――作中に、実際にストリートで流行っているスニーカーを履いた女の子が登場するのも、新鮮でした。『シーツの隙間』とか。
桜沢 あの頃は渋カジブームで、そこにスニーカーが組み込まれていたんですよね。それこそエアマックスとか。私も当時はニューバランスの1300とか履いてた。
他にも、渋谷にいる男の子がみんなフェンディのマフラーを巻いていた時期があって、「これを描いておけば一発で今の高校生に見える」と思うものは描いていたかもしれません。
――当時、渋谷にいる男の子がみんなフェンディのマフラーをしていることを知っていらっしゃるのが、That’s東京って感じです。
桜沢 でも、東京といっても板橋区の出身だし、私が高校生の頃は原宿の竹下通りも途中までしか行けなかったんですよ。
――その先に怖いお店でもあったんですか?
桜沢 そういう訳じゃないんですけど、当時は果てしなく長い気がしていました。

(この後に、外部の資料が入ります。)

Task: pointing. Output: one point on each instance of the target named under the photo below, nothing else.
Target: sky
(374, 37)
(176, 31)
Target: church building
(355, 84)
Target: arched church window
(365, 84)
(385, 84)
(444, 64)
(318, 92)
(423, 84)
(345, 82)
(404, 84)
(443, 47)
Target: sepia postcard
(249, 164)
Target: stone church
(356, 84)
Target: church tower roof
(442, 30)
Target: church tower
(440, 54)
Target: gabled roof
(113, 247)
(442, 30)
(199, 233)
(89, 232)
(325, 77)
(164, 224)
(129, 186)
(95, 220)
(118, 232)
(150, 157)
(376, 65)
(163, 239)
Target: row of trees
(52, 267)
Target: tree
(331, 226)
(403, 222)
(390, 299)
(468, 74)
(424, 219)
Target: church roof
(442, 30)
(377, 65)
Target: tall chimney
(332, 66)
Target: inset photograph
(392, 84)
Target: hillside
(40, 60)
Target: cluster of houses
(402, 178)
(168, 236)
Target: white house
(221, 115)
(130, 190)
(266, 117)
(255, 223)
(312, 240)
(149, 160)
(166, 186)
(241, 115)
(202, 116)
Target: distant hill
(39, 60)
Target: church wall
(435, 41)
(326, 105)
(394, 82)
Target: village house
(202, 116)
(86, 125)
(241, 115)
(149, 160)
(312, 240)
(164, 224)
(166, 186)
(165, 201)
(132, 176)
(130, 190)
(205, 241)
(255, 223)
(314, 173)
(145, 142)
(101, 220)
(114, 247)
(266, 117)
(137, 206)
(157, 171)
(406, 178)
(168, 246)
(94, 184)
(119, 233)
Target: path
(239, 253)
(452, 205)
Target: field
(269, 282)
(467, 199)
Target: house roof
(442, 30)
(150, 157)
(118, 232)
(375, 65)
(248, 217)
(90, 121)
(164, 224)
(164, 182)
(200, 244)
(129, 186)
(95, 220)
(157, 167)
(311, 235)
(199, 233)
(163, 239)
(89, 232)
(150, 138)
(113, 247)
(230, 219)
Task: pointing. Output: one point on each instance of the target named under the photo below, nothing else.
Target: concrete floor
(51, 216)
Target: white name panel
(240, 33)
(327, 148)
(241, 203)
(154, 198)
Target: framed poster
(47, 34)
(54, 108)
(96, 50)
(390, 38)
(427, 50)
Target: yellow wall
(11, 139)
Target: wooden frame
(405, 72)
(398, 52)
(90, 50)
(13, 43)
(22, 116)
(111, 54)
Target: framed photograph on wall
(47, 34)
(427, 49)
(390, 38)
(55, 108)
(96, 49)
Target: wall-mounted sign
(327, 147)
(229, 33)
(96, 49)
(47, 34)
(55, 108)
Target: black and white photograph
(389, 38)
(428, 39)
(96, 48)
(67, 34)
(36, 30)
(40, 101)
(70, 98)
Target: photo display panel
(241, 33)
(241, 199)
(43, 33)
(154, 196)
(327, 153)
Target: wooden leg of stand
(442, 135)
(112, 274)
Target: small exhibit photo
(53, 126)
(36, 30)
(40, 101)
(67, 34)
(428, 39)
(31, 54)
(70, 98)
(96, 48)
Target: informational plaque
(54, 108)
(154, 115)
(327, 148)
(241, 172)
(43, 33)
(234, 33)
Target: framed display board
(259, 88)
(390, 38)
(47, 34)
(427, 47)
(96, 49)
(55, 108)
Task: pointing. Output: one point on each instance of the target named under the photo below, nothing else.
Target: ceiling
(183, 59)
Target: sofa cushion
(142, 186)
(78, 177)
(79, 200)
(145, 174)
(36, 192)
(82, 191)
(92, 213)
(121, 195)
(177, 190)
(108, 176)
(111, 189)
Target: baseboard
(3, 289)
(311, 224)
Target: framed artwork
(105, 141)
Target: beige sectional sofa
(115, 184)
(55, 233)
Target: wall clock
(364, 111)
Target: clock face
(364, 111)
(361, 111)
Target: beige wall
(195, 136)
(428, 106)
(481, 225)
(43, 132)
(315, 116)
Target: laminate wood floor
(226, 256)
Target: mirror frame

今行くと、すごく短い距離ですけどね。
――桜沢さんはその頃からクラブに出入りされているもんだと思っていました。
桜沢 全然です。「ピテカントロプス・エレクトス」は噂しか聞いたことなくて、「ツバキハウス」も最後の方にポツッと行ったぐらい。自販機本の編集部は行けても、ピテカンには行けなかった(笑)。
桜沢作品の影の立役者?
――桜沢さんが描く男の子たちも魅力的でした。モデルは当時ご自身の周りにいた子たちですか?
桜沢 たしかに、タレントの卵やモデルの子がいっぱいいたような気がしますね。
――漫画業界の人達より、そういった業界の人の方がウマが合ったとか?
桜沢 話が合うのは漫画業界ですね。ただ、漫画家さんと会うと、どうしても漫画の話だけになっちゃって、何となくそれが辛くて。最初は『宝島』とか『ガロ』とか漫画周りにいたんですけど、クラブに行くようになってからは、漫画以外の話が出来る京子ちゃんや中尊寺と遊んでたかも。